I still don't know if it's dementia, though, because her personality hasn't really changed over the years, I have always known her to be suspicious of others, pessimistic, and tendencies to fly off the handle. But there is something about the whole thing that makes me wonder if it is the start of dementia. There is nothing that stands out and tells me, yes, that definitely sounds like dementia. All of my siblings know there is something off, and with the exception of my younger sister, who has 4 small children and works full-time, my other two siblings generally choose to stay away and avoid her. This creates a vicious cycle, where she thinks her other children have abandoned her and she will complain about this to no end. 
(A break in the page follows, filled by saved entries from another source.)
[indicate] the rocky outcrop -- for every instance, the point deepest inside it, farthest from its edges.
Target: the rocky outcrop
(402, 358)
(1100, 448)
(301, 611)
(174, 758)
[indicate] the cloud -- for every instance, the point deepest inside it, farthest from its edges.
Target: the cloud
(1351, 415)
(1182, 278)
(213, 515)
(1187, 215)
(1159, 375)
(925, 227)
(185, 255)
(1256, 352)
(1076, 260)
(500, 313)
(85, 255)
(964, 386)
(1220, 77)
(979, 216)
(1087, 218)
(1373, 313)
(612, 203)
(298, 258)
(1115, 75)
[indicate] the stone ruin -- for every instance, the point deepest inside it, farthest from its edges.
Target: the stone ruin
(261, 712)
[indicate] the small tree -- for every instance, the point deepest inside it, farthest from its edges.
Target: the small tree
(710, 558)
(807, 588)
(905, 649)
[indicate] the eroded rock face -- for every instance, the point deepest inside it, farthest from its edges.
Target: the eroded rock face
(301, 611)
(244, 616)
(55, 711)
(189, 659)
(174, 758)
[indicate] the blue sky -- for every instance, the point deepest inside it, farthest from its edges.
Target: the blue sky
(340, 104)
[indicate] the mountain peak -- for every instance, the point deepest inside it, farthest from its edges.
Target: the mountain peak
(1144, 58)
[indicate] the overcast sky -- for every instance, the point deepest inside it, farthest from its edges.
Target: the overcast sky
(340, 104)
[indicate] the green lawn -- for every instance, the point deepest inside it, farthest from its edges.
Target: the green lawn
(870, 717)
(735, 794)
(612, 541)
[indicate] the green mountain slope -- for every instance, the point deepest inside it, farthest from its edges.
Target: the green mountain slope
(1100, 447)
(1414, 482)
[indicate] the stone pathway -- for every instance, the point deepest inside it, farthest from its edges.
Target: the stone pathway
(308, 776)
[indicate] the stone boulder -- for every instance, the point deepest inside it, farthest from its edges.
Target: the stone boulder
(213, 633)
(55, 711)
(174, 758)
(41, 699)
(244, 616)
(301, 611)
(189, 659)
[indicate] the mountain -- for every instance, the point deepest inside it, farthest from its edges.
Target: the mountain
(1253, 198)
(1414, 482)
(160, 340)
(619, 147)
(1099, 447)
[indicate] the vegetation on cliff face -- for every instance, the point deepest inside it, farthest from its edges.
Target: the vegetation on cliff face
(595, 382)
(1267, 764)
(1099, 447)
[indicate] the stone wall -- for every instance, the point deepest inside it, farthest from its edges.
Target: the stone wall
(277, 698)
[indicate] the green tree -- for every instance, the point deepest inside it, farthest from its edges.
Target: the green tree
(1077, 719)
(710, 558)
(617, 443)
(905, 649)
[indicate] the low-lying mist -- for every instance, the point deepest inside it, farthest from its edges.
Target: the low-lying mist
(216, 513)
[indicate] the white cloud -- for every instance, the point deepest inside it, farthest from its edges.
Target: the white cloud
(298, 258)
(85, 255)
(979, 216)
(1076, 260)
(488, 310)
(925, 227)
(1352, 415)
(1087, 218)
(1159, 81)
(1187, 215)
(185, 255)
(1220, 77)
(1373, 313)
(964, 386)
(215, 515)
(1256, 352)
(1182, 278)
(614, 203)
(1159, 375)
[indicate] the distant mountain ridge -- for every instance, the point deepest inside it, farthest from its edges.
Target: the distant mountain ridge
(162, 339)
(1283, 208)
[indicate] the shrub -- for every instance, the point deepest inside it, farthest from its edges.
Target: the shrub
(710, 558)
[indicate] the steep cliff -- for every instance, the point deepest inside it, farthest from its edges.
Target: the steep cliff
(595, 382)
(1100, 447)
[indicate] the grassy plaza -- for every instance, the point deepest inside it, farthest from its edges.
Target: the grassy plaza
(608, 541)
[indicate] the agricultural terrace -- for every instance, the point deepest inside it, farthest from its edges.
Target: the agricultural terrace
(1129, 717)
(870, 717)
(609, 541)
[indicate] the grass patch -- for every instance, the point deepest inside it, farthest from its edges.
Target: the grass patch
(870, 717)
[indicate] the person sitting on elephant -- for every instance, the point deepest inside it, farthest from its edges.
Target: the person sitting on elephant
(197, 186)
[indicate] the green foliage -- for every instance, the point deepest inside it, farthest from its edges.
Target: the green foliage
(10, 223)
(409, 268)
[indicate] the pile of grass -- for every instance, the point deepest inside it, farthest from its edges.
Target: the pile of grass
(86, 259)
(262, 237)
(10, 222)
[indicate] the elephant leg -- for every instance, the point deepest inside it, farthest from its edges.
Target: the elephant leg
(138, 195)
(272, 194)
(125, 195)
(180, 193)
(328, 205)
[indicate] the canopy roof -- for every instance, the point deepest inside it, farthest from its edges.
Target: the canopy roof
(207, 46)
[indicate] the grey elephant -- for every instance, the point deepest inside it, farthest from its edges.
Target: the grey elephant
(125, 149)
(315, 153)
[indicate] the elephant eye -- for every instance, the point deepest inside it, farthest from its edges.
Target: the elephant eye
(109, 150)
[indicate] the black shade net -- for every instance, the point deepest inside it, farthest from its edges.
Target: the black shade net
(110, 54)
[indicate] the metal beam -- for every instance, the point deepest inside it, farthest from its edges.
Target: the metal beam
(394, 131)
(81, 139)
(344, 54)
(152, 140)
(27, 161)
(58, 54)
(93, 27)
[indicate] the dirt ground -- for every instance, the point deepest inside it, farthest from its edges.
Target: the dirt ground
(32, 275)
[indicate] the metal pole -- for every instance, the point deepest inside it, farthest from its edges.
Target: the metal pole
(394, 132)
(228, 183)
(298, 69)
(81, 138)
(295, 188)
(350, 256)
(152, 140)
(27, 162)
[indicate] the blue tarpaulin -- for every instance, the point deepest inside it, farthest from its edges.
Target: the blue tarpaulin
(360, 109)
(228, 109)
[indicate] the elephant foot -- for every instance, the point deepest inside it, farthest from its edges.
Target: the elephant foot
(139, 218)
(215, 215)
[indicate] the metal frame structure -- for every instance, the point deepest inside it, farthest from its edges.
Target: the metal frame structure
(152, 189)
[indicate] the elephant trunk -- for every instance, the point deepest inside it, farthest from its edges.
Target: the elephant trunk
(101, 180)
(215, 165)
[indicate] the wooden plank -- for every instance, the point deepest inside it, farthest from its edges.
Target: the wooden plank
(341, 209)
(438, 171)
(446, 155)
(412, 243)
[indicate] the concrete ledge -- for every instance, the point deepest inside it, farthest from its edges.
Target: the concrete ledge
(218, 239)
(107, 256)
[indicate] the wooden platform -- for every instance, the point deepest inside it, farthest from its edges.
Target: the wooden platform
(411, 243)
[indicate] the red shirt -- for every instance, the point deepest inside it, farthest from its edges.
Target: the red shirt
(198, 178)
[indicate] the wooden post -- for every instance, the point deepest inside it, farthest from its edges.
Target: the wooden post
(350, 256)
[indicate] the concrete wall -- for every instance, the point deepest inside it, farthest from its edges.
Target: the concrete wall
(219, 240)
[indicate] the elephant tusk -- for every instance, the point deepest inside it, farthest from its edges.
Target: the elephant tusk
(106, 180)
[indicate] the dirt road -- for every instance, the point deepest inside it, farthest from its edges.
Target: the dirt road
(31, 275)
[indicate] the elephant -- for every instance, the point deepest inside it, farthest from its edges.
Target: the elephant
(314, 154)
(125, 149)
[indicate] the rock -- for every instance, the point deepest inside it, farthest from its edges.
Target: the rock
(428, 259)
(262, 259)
I once tried to encourage her to get a full workup, careful to tell her I didn't think anything was wrong but I was concerned about her, She wouldn't hear of it. 

I'm reaching out to see if there is anything I can do. I feel so alone right now. : (

Specializes in Vents, Telemetry, Home Care, Home infusion.

Time to call her PCP regarding your concerns.  Ask PCP office to call to schedule an office visit if she won't go for a checkup.  I was lucky that my Dad wanted me to go to his visits after my mother died.  When he showed up without me one time,  PCP called me as Dementia then very evident.

Hugs to you.  Counseling would give you support in dealing with parent concerns too.

Specializes in New Critical care NP, Critical care, Med-surg, LTC.

Sorry for your situation. It sounds like she may have some untreated mental health issues that perhaps were not as evident while your father was alive. Certainly a full regular check up is warranted and hopefully she will agree to that. Full dementia testing may require visits that she would not agree to, or mental health evaluation. It's unfortunate that you may be stuck dealing with the situation because you cannot force someone else to get the help they need. Do your best to take care of yourself, even counseling for yourself could give you some strategies for dealing with her behavior. Good luck to you. 

Specializes in Community health.
On 11/9/2022 at 11:22 AM, JBMmom said:

Sorry for your situation. It sounds like she may have some untreated mental health issues that perhaps were not as evident while your father was alive. 

This was my thought too. Is it possible that your father’s death either exacerbated her mental Heath  problems, or that he helped to stabilize her with his presence?  Either way, I’m sorry you’re going through this. I agree that you need to find a therapist for yourself— this is a challenging situation and you need someone that you can debrief with on a regular basis.